Alors, près de moi, Fouillard grognait :

— Et les Boches, ils n’en ont pas de canons, non ? Tas de vieux jetons ! Ça me fout en rogne d’entendre ça.

Comme la colonne repartait, se laminant entre deux files de caissons et de chevaux baveux, il en saisit un par la queue, à deux mains, et tira brutalement. La lourde croupe de la bête ne bougea même pas.

— Il ne sait donc pas jinguer, ton sale bourrin ? cria-t-il au conducteur, empaqueté sur son siège. Il ne pourrait pas me casser une jambe, nom de Dieu !

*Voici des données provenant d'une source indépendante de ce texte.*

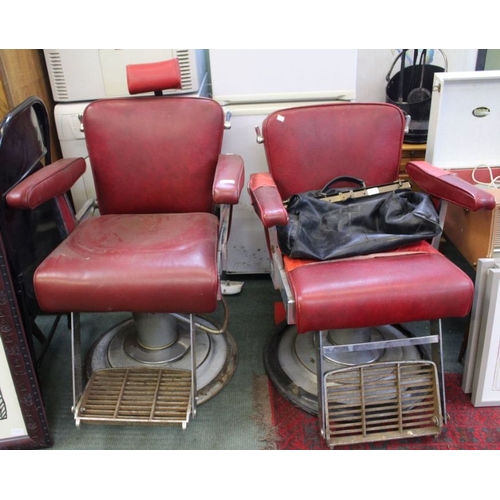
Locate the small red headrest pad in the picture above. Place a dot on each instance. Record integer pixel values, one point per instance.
(153, 77)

Un mulet de mitrailleurs marchait dans nos rangs faisant sonner ses caisses : il se colla derrière, dans l’espoir d’une ruade, et, pour l’y inciter, il reprit son jeu, lui tirant la queue ainsi qu’un cordon de sonnette. Abruti comme un homme, le mulet ne broncha pas.

— T’es pas tombé fou ? dit Hamel… Et s’il te foutait un coup de sabot dans le ventre ?

— J’m’en fous… J’en ai marre, je ferais pas l’attaque.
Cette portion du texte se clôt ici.